Une partie particulièrement intéressante du film à cet égard est celle de la scène lesbienne entre Claudine Beccarie et son amie. Jean-François Davy présente successivement trois « scènes » filmées différemment à partir du même dispositif (c’est-à-dire, à chaque fois, ces deux femmes seules devant la caméra). Dans ces trois scènes le degré de fictionnalité varie.
Dans le premier cas, le cinéaste demande aux deux femmes de faire l’amour devant la caméra. C’est la seule consigne donnée (explicitée dans la scène même, le dispositif étant donc transparent), à partir de laquelle elles sont censées donner libre cours à leurs désirs.
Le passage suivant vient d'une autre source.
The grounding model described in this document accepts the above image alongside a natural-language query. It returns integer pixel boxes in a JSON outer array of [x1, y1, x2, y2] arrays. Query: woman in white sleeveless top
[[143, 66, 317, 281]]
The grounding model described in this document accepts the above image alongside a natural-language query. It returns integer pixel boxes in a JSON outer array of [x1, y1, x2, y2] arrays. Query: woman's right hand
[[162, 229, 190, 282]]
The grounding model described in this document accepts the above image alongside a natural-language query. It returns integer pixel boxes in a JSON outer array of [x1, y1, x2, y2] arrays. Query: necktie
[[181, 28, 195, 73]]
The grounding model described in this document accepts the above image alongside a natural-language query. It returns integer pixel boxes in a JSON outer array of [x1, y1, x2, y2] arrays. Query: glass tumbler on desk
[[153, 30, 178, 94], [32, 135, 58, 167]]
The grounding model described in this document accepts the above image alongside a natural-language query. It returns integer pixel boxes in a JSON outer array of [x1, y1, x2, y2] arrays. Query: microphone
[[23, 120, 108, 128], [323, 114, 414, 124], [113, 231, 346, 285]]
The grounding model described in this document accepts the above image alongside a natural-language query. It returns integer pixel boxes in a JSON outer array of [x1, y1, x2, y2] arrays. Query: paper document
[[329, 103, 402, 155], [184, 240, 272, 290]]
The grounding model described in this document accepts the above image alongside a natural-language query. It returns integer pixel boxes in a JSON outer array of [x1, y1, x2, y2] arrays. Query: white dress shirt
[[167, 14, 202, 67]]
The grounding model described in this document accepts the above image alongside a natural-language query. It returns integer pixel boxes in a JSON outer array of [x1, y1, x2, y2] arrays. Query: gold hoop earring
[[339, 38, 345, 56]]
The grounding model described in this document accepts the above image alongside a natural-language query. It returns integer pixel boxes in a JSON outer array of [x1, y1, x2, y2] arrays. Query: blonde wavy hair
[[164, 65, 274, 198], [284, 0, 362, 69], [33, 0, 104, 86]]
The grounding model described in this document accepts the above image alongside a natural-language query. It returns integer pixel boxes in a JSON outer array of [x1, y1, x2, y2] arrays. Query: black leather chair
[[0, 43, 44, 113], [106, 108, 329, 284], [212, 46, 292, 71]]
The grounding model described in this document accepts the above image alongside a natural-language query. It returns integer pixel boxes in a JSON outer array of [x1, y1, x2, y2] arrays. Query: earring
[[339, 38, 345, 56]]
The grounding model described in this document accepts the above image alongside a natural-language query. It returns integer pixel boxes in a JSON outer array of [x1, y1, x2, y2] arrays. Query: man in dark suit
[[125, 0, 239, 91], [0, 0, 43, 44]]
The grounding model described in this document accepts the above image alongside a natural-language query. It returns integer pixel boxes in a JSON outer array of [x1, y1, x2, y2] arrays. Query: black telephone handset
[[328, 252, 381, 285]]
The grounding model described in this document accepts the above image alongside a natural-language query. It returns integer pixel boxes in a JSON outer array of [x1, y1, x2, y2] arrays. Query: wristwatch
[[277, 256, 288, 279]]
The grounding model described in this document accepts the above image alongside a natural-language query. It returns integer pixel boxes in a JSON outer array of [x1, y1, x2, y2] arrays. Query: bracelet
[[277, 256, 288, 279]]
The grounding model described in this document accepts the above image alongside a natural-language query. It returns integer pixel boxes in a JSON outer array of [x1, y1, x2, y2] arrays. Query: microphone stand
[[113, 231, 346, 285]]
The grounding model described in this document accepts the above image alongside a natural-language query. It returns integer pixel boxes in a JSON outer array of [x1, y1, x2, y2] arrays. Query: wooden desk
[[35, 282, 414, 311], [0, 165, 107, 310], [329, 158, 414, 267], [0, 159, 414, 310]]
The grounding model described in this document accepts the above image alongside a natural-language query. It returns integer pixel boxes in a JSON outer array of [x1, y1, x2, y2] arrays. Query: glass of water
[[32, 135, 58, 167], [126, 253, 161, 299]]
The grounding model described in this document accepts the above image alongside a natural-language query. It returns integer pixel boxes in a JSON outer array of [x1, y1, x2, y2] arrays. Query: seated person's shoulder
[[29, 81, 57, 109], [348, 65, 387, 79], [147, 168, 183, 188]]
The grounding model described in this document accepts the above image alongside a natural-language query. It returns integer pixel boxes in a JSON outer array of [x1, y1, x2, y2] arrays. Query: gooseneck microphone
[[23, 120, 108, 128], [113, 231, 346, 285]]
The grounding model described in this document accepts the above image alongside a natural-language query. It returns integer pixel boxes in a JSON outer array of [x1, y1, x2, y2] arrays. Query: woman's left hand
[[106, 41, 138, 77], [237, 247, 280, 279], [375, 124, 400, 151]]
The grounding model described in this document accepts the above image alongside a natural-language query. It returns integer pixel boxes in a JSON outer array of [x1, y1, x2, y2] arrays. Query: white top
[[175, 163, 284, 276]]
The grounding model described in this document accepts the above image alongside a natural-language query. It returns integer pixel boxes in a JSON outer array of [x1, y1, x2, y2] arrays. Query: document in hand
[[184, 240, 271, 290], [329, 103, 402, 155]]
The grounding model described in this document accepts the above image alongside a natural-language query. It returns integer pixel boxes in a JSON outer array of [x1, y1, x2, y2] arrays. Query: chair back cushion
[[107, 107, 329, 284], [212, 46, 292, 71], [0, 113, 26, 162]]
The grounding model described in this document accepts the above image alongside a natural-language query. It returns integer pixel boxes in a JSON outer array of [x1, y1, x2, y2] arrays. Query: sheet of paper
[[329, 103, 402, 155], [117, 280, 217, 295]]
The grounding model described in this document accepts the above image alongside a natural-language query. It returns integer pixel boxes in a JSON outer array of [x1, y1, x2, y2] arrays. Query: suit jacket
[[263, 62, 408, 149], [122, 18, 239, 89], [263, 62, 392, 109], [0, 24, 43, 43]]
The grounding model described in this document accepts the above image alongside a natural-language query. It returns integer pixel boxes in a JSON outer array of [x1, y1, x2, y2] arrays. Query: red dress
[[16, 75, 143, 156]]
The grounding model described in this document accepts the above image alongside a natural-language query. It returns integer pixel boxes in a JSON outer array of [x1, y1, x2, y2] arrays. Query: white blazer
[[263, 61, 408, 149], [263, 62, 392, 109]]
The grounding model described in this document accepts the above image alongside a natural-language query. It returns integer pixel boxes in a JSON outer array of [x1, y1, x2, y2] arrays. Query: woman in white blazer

La manière de filmer se différencie d’un film porno-type par la rareté des gros plans isolés, le fait que les corps soient filmés dans leur totalité (unifié par les travelling qu’opère la caméra sur les corps), l’absence de musique extra-diégétique ou d’effets sonores. Davy ne cherche absolument pas à effacer la présence d’une caméra voyeuriste – effacement qui conforterait le spectateur dans cette posture. Au contraire, ce dispositif est souligné de façon très brute par le réalisateur hors-champ (« Allez maintenant on va tourner la scène d’amour avec Mandarine. »). Après quelques instants d’ébats, cette présence impudique de la caméra et par là même le regard du spectateur sont à nouveau rappelés par les deux femmes qui se tournent vers l’équipe technique et s’adressent directement à elle (« Vous pourriez nous mettre de la musique ! On se demande ce que vous faites… », « Ils reluquent ! »). La situation est donc l’inverse de celle d’un film porno de fiction qui chercherait à se faire passer pour du porno amateur. Ici, si l’on peut débattre éventuellement de l’intérêt de la démarche, de ces tentatives pour filmer du sexe explicite autrement que ne le fait la pornographie « traditionnelle », cette démarche est au moins claire et mise en question tout au long du film essentiellement par la confrontation (d’images, d’images et de sons) et l’échange franc et direct entre le cinéaste et l’actrice (à de nombreuses reprises Davy est amené à souligner certaines contradictions dans les discours de Beccarie).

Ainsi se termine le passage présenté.